The main issue with having too many Root Signatures, is that each time you change the Root Signature, you must bind everything again (RootCBV, RootSRV, Descriptor Tables, etc), since there is no warranty that the next Root signature will match that. And this applies even if the new signature has a RootCBV in the same root slot. This is driver/hardware dependent so you can't rely on the fact that it just work for you (in the case that you don't bind everything again which it does seem to work on some platforms/cases).

Root Slots are not the same as the old slots of DX11 (like constant buffer or texture slot). Is not that you bind a CBV or a SRV to slot 0 and you can rely that is there for good.

A good approach is to have Root Signatures per usage. For example in my case I have 3 root signatures for meshes (one for DepthOnly/shadows, one for GBuffer and one for forward/material pass), so when I am going to render the shadows for the meshes, I just bind one root signature and I never change it for that pass.

There are cases like transparent meshes that are interleaved with particles that require two root signatures, but that is not the common case.

In the end, you shouldn't need more, at most, than a couple of dozens Root Signatures for your engine.

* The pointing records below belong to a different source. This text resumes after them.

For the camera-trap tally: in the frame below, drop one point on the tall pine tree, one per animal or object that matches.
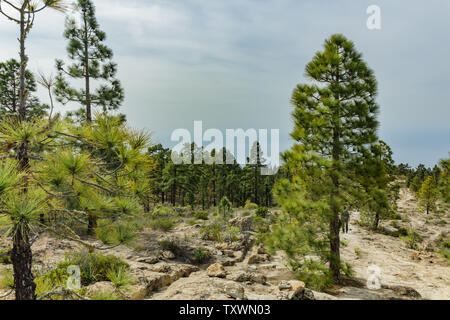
(91, 62)
(335, 122)
(10, 91)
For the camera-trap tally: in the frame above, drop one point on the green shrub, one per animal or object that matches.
(191, 222)
(93, 267)
(171, 246)
(412, 239)
(182, 211)
(201, 255)
(105, 295)
(233, 233)
(445, 252)
(163, 212)
(201, 215)
(7, 279)
(164, 224)
(262, 212)
(120, 233)
(7, 259)
(211, 232)
(445, 244)
(250, 205)
(120, 277)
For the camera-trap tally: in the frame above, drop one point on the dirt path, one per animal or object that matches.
(426, 272)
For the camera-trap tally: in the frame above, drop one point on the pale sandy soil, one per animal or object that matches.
(427, 272)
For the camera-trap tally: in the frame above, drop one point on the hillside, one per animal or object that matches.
(163, 264)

And about the root signature itself, using CBV in the root signature is fine, just as using root constants. In fact for instance data, or things that change per call is better to have it this way, otherwise you would need to modify the tables, but the root signature data is copied to the command list for each draw call, so if you the bigger it is the more expensive it gets. Remember that RootCBV takes 4 DWORDs, and tables only takes one DWORD.

On the GPU side of things, on some platforms, Constants in Root Sgnature can be cheaper than in a Constant Buffer (a CBV in the root or in a table) but it should never be slower. In the end is all about balance.

Note: SRV on the Root only work for buffers, not textures. So the only way to bind textures is using tables.

##### Share on other sites

As a follow up question:  Say I have two shaders that use slightly different resources.

2 Textures

1 CBuffer

1 Sampler

1 Texture

1 CBuffer

1 Sampler

Should I use the same root signature for these two shaders?  (One that strictly matches Shader A).  It seems like it would still work for Shader B, but it would have a place for an additional texture that the shader doesn't actually use.

Would I want to use the same root signature for B, or make one specific to its format?